Angie is at the stove with her back to me. Her coiled hair, a ghostly off-white in the dim light, dangles onto her shoulders. She wears my nightshirt, the sleeves pushed up to her elbows. The thick, dark blue cotton material hangs limp from her shoulders, grazing her slender shape and ending just below her knees so that her shins protrude beneath as fragile luminescent stalks. She stands straight, stirring the tomato sauce with her right arm, moving the wooden spoon in smooth, continuous circles. Her left arm hangs languid at her side, a small diamond on her fourth finger gathering what little light it can from its surroundings to twinkle unsteadily.

"It takes two, you know," she says suddenly. She continues to stir the sauce in smooth circles, never looking up from the steel pot. "I can't keep this family together myself.

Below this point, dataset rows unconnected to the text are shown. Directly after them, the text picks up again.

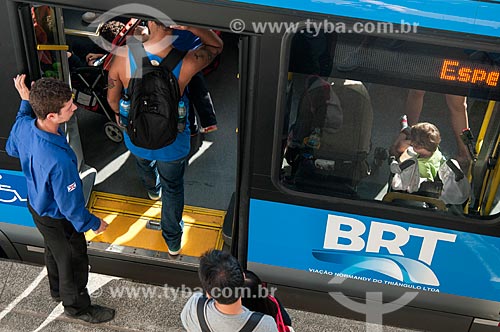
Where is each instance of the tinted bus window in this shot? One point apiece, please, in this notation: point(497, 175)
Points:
point(347, 98)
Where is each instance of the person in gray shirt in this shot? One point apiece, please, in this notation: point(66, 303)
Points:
point(220, 308)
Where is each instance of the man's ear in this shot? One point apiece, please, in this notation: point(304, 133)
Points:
point(51, 117)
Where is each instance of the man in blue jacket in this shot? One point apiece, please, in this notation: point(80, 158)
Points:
point(55, 195)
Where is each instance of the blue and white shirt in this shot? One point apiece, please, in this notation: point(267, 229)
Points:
point(51, 170)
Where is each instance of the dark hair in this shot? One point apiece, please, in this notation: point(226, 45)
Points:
point(48, 95)
point(425, 135)
point(110, 30)
point(221, 276)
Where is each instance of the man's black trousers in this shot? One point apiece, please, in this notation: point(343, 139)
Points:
point(67, 262)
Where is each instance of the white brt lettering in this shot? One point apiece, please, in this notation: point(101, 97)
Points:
point(401, 236)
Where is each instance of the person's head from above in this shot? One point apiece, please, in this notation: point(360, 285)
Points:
point(110, 30)
point(425, 139)
point(253, 282)
point(221, 276)
point(156, 26)
point(51, 99)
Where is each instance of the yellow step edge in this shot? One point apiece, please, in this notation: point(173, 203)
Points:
point(128, 216)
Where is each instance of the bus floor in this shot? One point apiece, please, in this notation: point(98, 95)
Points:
point(26, 305)
point(135, 223)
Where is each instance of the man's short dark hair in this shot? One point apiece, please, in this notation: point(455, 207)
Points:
point(48, 95)
point(110, 30)
point(221, 276)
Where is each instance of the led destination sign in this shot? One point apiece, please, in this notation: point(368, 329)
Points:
point(453, 70)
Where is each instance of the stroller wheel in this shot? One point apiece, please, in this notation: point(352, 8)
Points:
point(113, 131)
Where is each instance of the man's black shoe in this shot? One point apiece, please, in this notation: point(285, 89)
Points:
point(95, 314)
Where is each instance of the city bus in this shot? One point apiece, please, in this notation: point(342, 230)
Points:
point(297, 181)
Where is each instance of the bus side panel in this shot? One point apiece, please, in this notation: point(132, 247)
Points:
point(322, 302)
point(12, 64)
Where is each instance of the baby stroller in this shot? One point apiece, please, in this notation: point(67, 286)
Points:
point(450, 187)
point(330, 140)
point(90, 85)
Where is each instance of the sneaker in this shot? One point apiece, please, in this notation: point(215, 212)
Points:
point(154, 196)
point(174, 252)
point(95, 314)
point(208, 129)
point(89, 17)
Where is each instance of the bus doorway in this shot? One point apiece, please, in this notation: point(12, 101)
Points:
point(118, 195)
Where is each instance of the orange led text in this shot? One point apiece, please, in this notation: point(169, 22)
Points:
point(453, 71)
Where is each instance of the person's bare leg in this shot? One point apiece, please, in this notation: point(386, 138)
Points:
point(459, 121)
point(414, 104)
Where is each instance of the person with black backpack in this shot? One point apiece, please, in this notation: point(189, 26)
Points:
point(220, 307)
point(153, 77)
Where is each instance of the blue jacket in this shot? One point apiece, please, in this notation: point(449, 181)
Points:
point(50, 167)
point(180, 147)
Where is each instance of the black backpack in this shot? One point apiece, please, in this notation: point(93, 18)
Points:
point(154, 98)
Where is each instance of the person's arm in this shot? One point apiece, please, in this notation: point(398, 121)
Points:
point(25, 109)
point(68, 194)
point(115, 85)
point(92, 57)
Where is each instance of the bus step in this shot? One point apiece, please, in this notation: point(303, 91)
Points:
point(153, 225)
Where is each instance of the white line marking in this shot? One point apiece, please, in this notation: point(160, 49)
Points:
point(96, 281)
point(24, 294)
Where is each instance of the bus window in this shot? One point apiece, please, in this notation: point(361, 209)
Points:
point(345, 98)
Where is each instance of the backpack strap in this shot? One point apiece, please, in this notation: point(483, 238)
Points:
point(200, 312)
point(279, 316)
point(139, 54)
point(172, 59)
point(252, 322)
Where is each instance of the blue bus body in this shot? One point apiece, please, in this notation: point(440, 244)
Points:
point(468, 16)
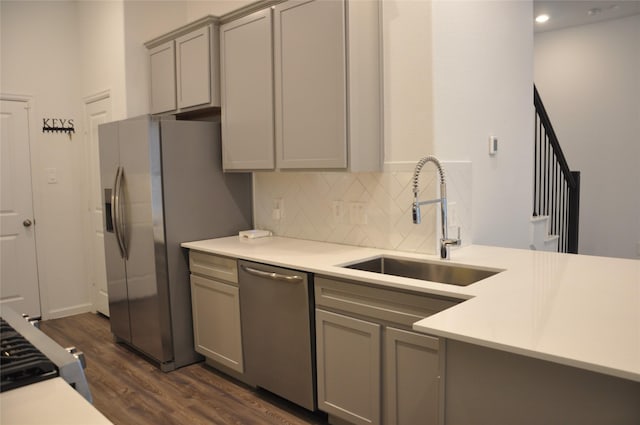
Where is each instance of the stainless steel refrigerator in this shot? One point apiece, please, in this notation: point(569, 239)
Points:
point(162, 184)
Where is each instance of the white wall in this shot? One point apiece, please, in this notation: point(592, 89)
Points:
point(482, 73)
point(589, 80)
point(41, 58)
point(59, 53)
point(408, 92)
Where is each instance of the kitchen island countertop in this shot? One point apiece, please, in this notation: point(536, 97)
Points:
point(580, 311)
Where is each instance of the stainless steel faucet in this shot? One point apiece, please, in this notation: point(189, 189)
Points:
point(445, 241)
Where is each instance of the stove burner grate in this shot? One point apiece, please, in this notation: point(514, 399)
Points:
point(20, 362)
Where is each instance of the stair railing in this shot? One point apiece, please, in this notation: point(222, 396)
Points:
point(556, 190)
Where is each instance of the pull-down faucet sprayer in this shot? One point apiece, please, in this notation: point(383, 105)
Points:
point(445, 242)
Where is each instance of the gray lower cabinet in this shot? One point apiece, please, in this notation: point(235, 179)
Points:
point(372, 369)
point(348, 367)
point(216, 309)
point(412, 377)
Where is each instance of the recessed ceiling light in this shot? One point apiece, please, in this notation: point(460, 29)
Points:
point(541, 19)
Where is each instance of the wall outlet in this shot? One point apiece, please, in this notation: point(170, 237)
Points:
point(493, 145)
point(278, 209)
point(357, 213)
point(337, 210)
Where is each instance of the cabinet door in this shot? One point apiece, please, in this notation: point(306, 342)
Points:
point(162, 62)
point(193, 62)
point(412, 380)
point(216, 321)
point(348, 366)
point(310, 84)
point(247, 92)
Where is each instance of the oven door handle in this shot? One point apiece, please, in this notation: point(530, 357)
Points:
point(272, 276)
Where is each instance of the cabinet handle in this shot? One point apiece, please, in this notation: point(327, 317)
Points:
point(272, 276)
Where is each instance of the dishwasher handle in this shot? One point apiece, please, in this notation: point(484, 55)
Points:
point(272, 276)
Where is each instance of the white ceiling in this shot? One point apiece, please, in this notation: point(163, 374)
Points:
point(565, 13)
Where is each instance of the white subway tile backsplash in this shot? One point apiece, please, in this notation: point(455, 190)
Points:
point(363, 209)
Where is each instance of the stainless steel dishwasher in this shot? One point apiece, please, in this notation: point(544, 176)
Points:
point(278, 336)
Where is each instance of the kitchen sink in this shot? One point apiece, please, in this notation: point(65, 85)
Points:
point(453, 274)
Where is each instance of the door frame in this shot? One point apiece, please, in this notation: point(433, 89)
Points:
point(30, 104)
point(88, 217)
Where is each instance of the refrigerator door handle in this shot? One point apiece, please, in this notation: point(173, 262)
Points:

Are you in, or are you out? I need to know."

The kitchen air is warm and humid, thick with the odor of tomato sauce spiced with oregano, basil, bay leaves and pepper. The fluorescent fixture overhead is dark and quiet; the refrigerator is still. I can hear the stirring of the wooden spoon in the pot.

"I should have listened to my mother," she says. "This thing with Nancy, it's just not healthy. My kids deserved better, she told me."

She won't turn around. Even if she did, I wouldn't know what to say. Did she really think we could break up the lab too?

**********

The walls of the long corridor are mostly white, but their bottom third is a pale sea green. The flat fluorescent fixtures above cast a bright glare on the white tile floor.

The sound of people talking as I pass a lab on the right. The high pitched whir of a centrifuge in one of the core rooms to the left. I pass another professor. "Say 'hi' to Nancy for me," she says. I do my best to smile.

I twist our laboratory door handle with a quick snap. Inside, Nancy is working at the central lab bench. She turns around and says hi. I casually return the greeting and continue past her.

"Wait up," she says suddenly with a hushed voice. I stop and she gets up and reaches out to touch my hips. She starts shoving her hands down my lower back and into the waist of my pants. "You should look in the mirror before you leave the bathroom," she whispers close, her warm breath caressing my left ear. "It's embarrassing; half the time you don't tuck your shirt in properly. For a man in his forties..."

The graduate student is working at the computer desk in front of the left office. I watch the braids of her hair closely in case she turns around, but I don't resist Nancy. Nancy watches the student too, out of the corner of her eye, and tries to work quickly.

The graduate student turns around. Nancy's arms quickly recoil. The student has a reproving look, but quickly turns away again.

"There; that's better," Nancy announces with a reassuring pat on my chest. "You looked so messy." She turns around and returns to her work at the central lab bench.

I resume the walk to my office, aware of the graduate student's eyes following me. A last glance before I enter reveals a look of contempt on her face, as if what has happened was my fault.

**********

The bedsprings squeal as I get up. I turn off the lamp on the right nightstand, then shuffle around the bed to turn off the left one.

I slide the simple wooden chair from its alcove under the desk. Its red vinyl seat croaks when I sit down. The room once more becomes quiet. The people next door have turned off their TV and gone to bed.

All I can hear is my own labored breathing as I sit at the desk, staring at the blank sheet of paper before me.